Paulo Tunhas
Com o PS, a minha vida social
melhoraria e o dinheirinho dava jeito. O problema é que o dinheirinho, tirando
um breve período destinado à prova ritual da existência do socialismo, logo
desapareceria
É muito sensato uma pessoa
andar com medo. Desde que António Costa, com o auxílio dos “simpatizantes”,
mandou Seguro pela borda fora, anda por aí um arzinho de felicidade a vir que
não augura nada de bom. Essa felicidade tem um nome: dinheirinho. Vamos todos
ter mais dinheirinho.
Confesso que a coisa a mim
também me dava jeito. Ao ponto de por vezes me perguntar porque carga de água
ando para aqui a compreender a austeridade e a reconhecer algumas virtudes
razoáveis em Passos Coelho. Não ganho nada com isso e ainda por cima a conversa
com alguns amigos torna-se delicada. Tive que apurar a sensibilidade para
detectar certos rumos que as discussões ameaçam tomar e, em nome das boas
regras do são convívio, aprender mil artes para as desviar daí. É cansativo e
muitas vezes a imaginação falha.
Verdade seja dita que não é a
primeira vez que isto me acontece. Não sou pessimista nem optimista, mas o
optimismo manifestamente deslocado irrita um pouco. Há matérias em que é
relativamente fácil lidar com ele. Não se ofendia excessivamente ninguém
manifestando, por exemplo, uma boa dose de cepticismo em relação ao glorioso
destino da “primavera árabe”. Quando muito, ouvia-se uma palavra ou duas sobre
supostos traços de carácter pouco recomendáveis, o que está na ordem normal das
coisas. Noutros assuntos a coisa piava mais fino, como foi o caso com o nosso
fatal Sócrates. Aí a acusação mais vulgar era a de “obsessão”, algo claramente
mais forte. Há, apesar de tudo, uma certa diferença entre não ser um ser humano
exemplar, dotado de uma confiança absoluta no progresso para o melhor da
humanidade toda entre os dois pólos, e ser uma criatura cuja patologia se
encontra detalhadamente analisada num compêndio de doenças mentais.
Por causa disso, uma dose
normal de prudência mundana aconselharia tentativas de reconciliação com os
espíritos mais dados à confiança nas virtudes salvíficas de António Costa. Com
mais dinheiro ou sem ele, a vida social melhoraria sem dúvida. No entanto, não
consigo. E não consigo porque, mesmo levando ao extremo o ecumenismo e o
princípio de caridade, aquela confiança não parece, com franqueza,
racionalmente sustentada. Não é uma questão de estados de alma, é mesmo uma
questão de racionalidade.
Um exemplo. Qual é a mezinha
mais geralmente apresentada pelo PS com o fim de acabar com a “austeridade”

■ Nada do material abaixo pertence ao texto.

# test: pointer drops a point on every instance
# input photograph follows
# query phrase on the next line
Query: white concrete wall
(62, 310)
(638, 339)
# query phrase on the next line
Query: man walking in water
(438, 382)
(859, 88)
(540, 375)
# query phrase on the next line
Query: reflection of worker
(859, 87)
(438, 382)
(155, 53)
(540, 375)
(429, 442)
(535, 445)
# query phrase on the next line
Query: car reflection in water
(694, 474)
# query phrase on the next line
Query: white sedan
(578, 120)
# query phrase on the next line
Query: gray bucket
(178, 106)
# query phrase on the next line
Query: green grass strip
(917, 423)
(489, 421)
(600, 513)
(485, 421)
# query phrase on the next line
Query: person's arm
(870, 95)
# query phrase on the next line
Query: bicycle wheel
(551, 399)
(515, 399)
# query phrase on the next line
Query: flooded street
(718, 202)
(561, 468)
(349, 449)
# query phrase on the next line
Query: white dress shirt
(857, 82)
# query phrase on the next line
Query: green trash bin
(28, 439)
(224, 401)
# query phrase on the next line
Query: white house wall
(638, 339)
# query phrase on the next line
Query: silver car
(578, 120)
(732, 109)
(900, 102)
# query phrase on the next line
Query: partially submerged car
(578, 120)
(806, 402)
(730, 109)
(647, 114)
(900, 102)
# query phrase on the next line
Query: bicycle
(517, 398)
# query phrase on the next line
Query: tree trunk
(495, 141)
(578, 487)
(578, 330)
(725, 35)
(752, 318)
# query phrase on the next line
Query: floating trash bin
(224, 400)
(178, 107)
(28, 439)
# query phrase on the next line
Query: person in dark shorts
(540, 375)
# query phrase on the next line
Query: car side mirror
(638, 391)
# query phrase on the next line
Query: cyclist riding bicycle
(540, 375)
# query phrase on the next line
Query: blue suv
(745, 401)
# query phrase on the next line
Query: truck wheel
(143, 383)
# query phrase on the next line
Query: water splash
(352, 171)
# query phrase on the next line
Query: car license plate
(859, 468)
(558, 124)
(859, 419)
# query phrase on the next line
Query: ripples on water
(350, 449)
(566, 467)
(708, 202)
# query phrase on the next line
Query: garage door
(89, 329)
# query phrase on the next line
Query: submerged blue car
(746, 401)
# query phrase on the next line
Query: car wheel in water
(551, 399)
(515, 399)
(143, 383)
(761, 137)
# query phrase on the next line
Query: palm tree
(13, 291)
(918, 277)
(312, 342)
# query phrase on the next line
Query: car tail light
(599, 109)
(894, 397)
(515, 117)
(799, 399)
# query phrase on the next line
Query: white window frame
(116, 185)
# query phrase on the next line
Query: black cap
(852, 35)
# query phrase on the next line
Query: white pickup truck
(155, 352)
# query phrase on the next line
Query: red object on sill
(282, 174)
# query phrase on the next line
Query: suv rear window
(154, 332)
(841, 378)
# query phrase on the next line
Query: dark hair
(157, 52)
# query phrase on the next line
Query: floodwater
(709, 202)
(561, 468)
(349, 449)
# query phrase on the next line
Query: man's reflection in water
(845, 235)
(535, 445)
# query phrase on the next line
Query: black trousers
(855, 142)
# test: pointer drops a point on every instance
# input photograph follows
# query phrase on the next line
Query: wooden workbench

aqui neste nosso cantinho? Há versões mais plebeias e versões mais eruditas. As
versões plebeias dizem-nos que devemos fazer tremer as pernas dos banqueiros
alemães ou, em alternativa, dar um grande e sonoro murro na mesa e dizer
“Basta!”. As mais eruditas recorrem ao sofisticado conceito de “vontade
política”. Com uma grande dose de “vontade política”, Portugal, com a ajuda de
outros Estados inspirados pelo fulgor de António Costa, poria civilizadamente na ordem o imperialismo
alemão da Sra. Merkel (a propósito: houve o que se chama um upgrade da
Alemanha; nos anos setenta do século passado, era um “subimperialismo”, do qual
Mário Soares, entre outros, era um “lacaio”).
A mim parece-me que há
problemas muito evidentes com estes dois tipos de atitude. A atitude plebeia e
muito viril releva, pura e simplesmente, da farronca. Não quero insinuar que
uma qualquer estrela do novo PS não seja capaz de dar murros na mesa
potentíssimos e atordoadores. Acontece que esperar que isso assuste toda a
gente, da Sra. Merkel aos mais sinistros grupos de neoliberais conspirando em
vis covis por esse mundo fora, é pouco razoável. Contrariamente aos passados
votos do deputado socialista Pedro Nuno Santos, nem umas só perninhas
tremeriam. E a nova estrela arriscava-se a magoar a mão. O que seria pena, até
porque se encontraria impedida de actualizar à sua maneira, com “hercúlea voz”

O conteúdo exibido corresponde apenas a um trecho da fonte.